Si tomamos conciencia de todo lo que hemos recibido y de dónde venimos es para no dejar ni un instante en estar permanentemente alabando y dando gracias a Dios. Y es que todo lo hemos recibido gratuitamente de Él sin merecerlo. A Él todo honor y toda gloria. Es lo destacado en este Evangelio de hoy. De aquellos diez leprosos, enfermedad mortal en aquella época, sólo regresó uno, precisamente el extranjero, a dar gracias y a reconocer la grandeza y el poder de Jesús, el Hijo de Dios.
Y no nos debe de extrañar cuando también en nuestros días sucede lo mismo. Y quizás somos los protagonista nosotros mismos que, habiendo recibido todo de Dios, no nos sentimos agradecidos o no tomamos conciencia de ello y ni siquiera acudimos a dar gracias a Dios.

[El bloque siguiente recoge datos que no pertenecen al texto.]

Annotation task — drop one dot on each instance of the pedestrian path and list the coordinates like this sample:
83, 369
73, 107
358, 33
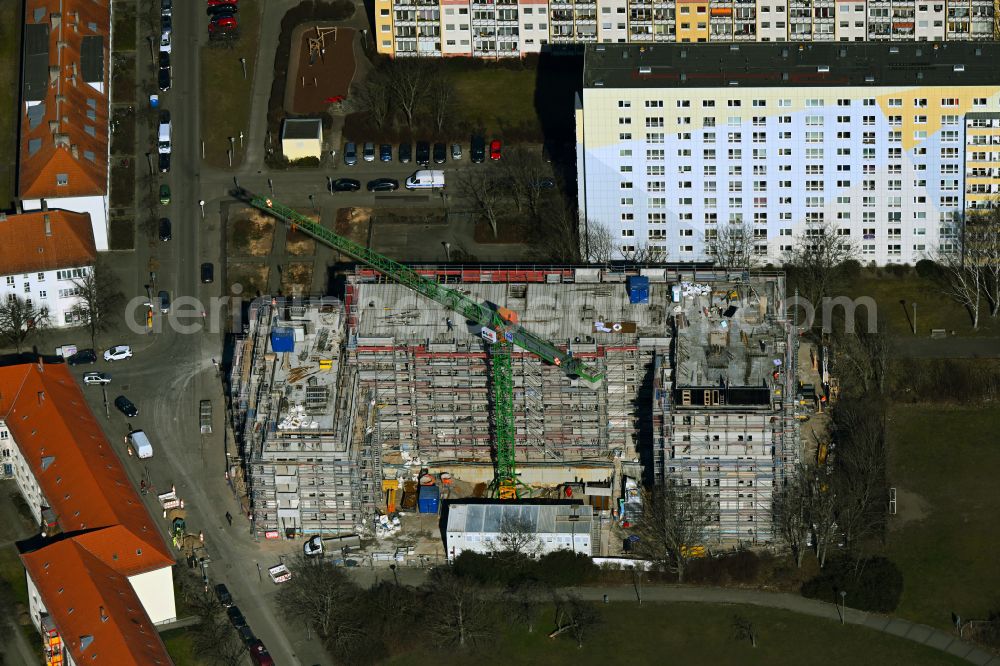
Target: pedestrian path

Hoy, Señor, queremos pedirte perdón por tanta desidia y olvido; por tanta arrogancia y suficiencia y por creer que incluso me merezco tus atenciones, tu misericordia y tu amor. Perdón, Señor, por darte la espalda y por tomar todo lo recibido para mi provecho y para satisfacer mis egoísmos. Me doy cuenta que debo pensar en los demás y dar, de lo que Tú me has dado, parte a los demás. Porque, para eso, pienso, Tú me lo has dado.
Por todo ello, Señor, te pido que me ilumines y me des la voluntad y la sabiduría para ser capaz de despojarme de mi suficiencia y de mis egoísmos y compartir con los demás de lo que Tú me has dado. De no pensar tanto en mí sino de darme a los demás. De reconocerte mi Señor y de sentirme agraciado por todo lo recibido, y de darte gracias como ese extranjero que, curado, descubrió que Tú, Señor, eres el Hijo de Dios hecho Hombre. Amén.